The Théâtre du Panthéon was a theatre building in Paris, at 96 (now 46) rue Saint-Jacques (5th arrondissement). It opened in 1832 and closed in 1844.It was named after the nearby Panthéon.
It was built in 1831 on the remains of the église Saint-Benoît to designs by Alexandre Bourla and commissioned by Éric Bernard, an actor at the Odéon. It opened on 18 March 1832 with Un panorama, a vaudeville by Thomas Sauvage. Bernard gathered a cast of a dozen actors alongside whom he put on nearly fifty shows in a single year, but such a high turnover took its toll on his health and he passed its management to MM. Georges and Pierre Perrin fils in February 1833. They put on the first appearances of Mademoiselle Judith, which proved promising, but even so the new managers gave up after only two months.
The theatre reopened on 1 September 1835 under the management of Tard, who brought in a totally new troupe of actors. He was so successful that Tard was offered the management of the Odéon in 1836. He was replaced at the Panthéon in September 1836 by the playwright Théodore Nezel, who shifted the theatre's output towards comedy. In April 1839 Nezel handed the theatre over to one of his troupe, Dubourjal, who took on Aline Duval, who had jumped ship from the théâtre Comte – she was so successful that she was in turn taken on by the manager of the Palais-Royal. After a financial dispute, Dubourjal was dismissed in April 1841 by the theatre's owner.

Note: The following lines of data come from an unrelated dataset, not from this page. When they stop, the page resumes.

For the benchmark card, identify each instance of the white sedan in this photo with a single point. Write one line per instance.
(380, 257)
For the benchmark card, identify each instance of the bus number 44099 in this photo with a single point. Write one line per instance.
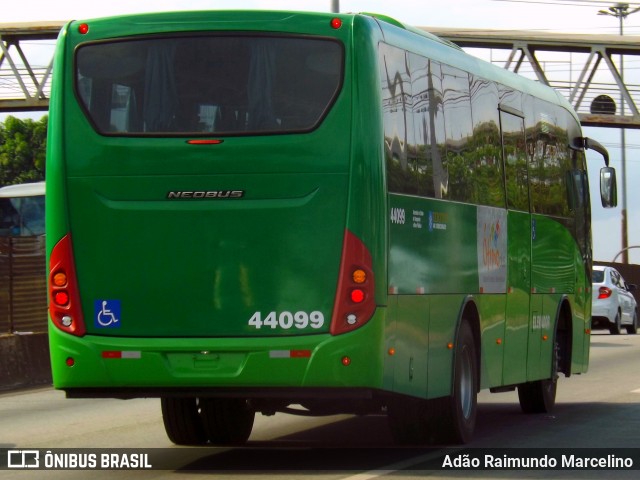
(287, 320)
(398, 216)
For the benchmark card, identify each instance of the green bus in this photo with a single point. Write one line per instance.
(260, 212)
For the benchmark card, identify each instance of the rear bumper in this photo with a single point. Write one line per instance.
(147, 367)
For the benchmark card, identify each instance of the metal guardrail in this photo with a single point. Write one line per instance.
(23, 285)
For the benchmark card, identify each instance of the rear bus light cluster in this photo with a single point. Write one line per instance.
(355, 296)
(64, 301)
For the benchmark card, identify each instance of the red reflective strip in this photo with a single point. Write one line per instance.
(111, 354)
(300, 353)
(122, 354)
(204, 142)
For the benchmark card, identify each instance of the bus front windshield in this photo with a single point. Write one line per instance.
(208, 84)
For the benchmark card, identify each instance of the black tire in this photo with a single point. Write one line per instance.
(182, 421)
(633, 328)
(455, 416)
(227, 421)
(615, 328)
(448, 420)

In September the actor Oscar Pichat was made the theatre's manager, but he resigned in February 1842, to be replaced by its owner Houy, who then managed it until April 1843. Its last two managers, Blachard and Braux, were also actors – they made one final attempt to revive the theatre's fortunes in September 1843, but in vain. On their departure, the government revoked the theatre's licence and closed it permanently. The building was finally demolished in 1854 to build rue des Écoles.